In 2004, the Oslo region was ranked six on innovation in a comparison with the regions of the European Union. The Oslo region gets top scores on lifelong learning, working population with tertiary education and public R&D expenses per capita. But it is also among Europe’s most developed regions in relation to high-tech employment and innovation co-operation in medium-sized enterprises.
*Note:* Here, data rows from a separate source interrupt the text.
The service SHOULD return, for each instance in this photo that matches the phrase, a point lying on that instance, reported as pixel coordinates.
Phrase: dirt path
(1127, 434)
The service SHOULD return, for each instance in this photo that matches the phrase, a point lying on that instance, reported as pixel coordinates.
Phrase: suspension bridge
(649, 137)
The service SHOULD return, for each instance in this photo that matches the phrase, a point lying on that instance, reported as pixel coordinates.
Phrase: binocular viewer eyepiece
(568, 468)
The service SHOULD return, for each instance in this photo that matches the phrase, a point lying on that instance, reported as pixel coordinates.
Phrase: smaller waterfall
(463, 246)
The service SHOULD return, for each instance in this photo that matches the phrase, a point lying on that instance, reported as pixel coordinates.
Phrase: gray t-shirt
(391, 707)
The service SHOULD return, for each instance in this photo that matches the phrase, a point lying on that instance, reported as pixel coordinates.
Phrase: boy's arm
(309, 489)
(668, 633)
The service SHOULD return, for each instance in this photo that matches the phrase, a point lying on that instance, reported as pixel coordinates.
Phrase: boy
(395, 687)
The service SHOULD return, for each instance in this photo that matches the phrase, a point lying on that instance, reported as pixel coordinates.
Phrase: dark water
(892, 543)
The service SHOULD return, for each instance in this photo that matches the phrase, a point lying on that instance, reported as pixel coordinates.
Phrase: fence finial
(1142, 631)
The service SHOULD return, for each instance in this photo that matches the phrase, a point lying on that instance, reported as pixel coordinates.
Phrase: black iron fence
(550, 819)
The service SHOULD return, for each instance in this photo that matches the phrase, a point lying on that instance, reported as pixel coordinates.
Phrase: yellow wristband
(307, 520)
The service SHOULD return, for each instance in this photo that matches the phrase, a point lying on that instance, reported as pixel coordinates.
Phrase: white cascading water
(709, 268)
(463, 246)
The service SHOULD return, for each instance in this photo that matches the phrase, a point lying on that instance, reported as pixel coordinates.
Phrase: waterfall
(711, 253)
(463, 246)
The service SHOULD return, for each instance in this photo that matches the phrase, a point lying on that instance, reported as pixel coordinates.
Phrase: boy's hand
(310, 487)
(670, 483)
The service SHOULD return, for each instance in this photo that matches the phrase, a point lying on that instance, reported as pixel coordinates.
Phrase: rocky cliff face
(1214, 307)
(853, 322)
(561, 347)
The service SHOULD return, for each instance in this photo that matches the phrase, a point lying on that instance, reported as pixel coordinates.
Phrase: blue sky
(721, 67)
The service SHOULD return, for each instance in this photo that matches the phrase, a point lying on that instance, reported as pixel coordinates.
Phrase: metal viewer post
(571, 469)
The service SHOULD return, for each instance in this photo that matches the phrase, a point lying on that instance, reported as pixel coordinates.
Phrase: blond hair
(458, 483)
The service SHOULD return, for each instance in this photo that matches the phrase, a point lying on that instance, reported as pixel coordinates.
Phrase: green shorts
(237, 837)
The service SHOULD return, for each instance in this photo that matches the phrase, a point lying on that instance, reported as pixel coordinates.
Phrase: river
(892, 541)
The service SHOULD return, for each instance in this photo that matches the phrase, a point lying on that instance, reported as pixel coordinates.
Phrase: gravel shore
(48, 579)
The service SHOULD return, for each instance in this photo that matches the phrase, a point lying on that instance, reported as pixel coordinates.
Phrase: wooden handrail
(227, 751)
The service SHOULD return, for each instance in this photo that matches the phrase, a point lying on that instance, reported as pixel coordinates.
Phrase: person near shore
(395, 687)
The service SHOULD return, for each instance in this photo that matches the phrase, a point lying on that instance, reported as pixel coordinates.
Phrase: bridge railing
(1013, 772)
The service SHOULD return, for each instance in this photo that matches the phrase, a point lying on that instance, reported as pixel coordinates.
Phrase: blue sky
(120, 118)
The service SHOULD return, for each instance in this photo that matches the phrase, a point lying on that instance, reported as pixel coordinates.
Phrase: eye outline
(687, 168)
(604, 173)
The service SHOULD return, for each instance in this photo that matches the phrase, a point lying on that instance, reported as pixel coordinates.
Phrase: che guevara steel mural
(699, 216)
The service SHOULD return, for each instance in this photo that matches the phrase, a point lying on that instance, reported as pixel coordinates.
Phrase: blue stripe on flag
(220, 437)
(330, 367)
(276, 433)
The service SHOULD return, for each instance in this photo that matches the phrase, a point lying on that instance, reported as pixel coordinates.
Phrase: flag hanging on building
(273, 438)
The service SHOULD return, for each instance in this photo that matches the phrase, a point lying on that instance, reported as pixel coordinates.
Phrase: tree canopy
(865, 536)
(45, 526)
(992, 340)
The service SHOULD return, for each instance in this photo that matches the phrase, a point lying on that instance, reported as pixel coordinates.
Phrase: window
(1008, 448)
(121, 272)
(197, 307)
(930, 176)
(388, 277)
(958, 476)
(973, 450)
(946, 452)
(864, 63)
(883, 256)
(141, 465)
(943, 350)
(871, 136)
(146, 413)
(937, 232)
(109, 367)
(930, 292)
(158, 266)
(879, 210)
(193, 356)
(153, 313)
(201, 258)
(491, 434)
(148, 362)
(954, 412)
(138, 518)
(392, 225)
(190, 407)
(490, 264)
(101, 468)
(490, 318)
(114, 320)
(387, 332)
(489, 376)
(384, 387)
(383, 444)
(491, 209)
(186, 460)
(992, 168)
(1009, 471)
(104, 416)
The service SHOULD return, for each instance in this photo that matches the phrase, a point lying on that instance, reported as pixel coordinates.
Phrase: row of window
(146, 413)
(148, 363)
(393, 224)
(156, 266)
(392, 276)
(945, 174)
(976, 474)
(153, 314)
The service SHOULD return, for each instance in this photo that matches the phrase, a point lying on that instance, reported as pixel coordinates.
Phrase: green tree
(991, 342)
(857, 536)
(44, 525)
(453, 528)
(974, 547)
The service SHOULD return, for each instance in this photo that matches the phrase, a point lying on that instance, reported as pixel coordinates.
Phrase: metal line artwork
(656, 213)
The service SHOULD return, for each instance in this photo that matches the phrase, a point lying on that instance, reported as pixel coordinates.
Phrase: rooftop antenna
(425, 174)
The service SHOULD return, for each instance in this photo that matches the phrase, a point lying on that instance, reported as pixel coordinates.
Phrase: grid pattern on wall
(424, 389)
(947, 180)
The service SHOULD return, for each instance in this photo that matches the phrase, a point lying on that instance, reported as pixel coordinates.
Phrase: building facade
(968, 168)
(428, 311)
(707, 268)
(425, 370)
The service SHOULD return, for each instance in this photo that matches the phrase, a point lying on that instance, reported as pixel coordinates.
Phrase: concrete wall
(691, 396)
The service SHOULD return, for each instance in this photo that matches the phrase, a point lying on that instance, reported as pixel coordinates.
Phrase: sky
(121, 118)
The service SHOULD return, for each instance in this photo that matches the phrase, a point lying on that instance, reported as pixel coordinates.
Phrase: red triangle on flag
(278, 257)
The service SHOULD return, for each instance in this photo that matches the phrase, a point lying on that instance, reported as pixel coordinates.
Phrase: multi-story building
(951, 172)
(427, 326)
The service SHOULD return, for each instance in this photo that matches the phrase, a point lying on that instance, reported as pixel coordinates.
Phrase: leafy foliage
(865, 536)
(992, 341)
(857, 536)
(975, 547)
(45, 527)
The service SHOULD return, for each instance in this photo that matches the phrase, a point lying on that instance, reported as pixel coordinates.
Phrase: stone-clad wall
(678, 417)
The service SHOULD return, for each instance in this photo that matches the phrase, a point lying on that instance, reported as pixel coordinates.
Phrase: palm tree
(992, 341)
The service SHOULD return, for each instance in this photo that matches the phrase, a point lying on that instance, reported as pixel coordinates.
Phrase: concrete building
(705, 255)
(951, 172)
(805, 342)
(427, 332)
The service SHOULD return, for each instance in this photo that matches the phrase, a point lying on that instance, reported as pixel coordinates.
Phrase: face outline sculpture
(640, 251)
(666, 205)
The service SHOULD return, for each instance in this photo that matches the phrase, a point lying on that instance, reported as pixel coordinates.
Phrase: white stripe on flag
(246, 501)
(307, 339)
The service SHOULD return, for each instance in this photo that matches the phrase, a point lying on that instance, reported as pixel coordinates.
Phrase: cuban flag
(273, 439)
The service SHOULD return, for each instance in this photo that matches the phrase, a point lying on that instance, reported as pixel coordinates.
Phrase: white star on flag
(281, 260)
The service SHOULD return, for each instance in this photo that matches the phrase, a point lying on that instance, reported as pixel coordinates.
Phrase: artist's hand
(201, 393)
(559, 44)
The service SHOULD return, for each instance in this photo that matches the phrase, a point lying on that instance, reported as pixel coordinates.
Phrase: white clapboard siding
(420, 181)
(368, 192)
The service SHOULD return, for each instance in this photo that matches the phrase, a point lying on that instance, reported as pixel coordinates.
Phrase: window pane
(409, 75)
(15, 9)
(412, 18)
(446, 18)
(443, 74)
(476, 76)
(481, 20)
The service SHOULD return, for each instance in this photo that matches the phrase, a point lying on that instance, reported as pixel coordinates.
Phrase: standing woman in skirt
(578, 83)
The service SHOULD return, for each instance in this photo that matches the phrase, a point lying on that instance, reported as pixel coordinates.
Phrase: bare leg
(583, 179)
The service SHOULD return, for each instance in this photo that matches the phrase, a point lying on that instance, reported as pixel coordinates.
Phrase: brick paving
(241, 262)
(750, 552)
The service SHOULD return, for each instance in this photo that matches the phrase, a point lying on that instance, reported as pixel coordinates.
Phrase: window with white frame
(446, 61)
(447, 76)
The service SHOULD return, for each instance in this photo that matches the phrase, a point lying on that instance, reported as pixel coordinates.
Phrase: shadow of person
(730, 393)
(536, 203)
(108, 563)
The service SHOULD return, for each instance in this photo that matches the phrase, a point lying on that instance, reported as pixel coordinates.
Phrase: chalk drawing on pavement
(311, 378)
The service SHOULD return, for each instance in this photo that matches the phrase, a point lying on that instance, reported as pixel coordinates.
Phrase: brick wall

At the national level, the 2005 European Innovation Scoreboard shows that Norway is one of the most innovative countries in Europe in relation to the most innovative sectors, i.e. business services and computer and related activities. The knowledge environment in the Oslo region is the force behind an international level of R&D in a number of specialist areas. With short distances and a transparent community, it is easy to develop interdisciplinary collaboration. The University of Oslo holds four Nobel Prizes and is the largest knowledge institution in the region, with 30 000 students and 4 600 employees. It is located at Gaustad/Blindern, the prime location for R&D in the city of Oslo. Other R&D hubs in the region are found at Ås, Kjeller, Kongsberg, Fornebu, Horten and Halden. Cost-saving technology is a top priority for Norwegian businesses and Norwegians are quick to pick up new and innovative technological products and ideas and use them in their daily lives. The European Innovation Scoreboard 2003 puts Norway second after Denmark on its innovation take-up barometer. Norwegians use on average only four years to start using new technologies and Norway in general and the Oslo region in particular are excellent testbeds for new innovative technological products and ideas. The Oslo region has seen a strong growth of actors in the regional innovation support system in recent years. The regional innovation support system is made up of 23 different actors, including technology transfer offices, science parks, business incubators, venture capitalists and a range of other companies and programmes providing support and assistance in the process of commercialising research-based ideas and helping entrepreneurs developing their businesses into the international marketplace.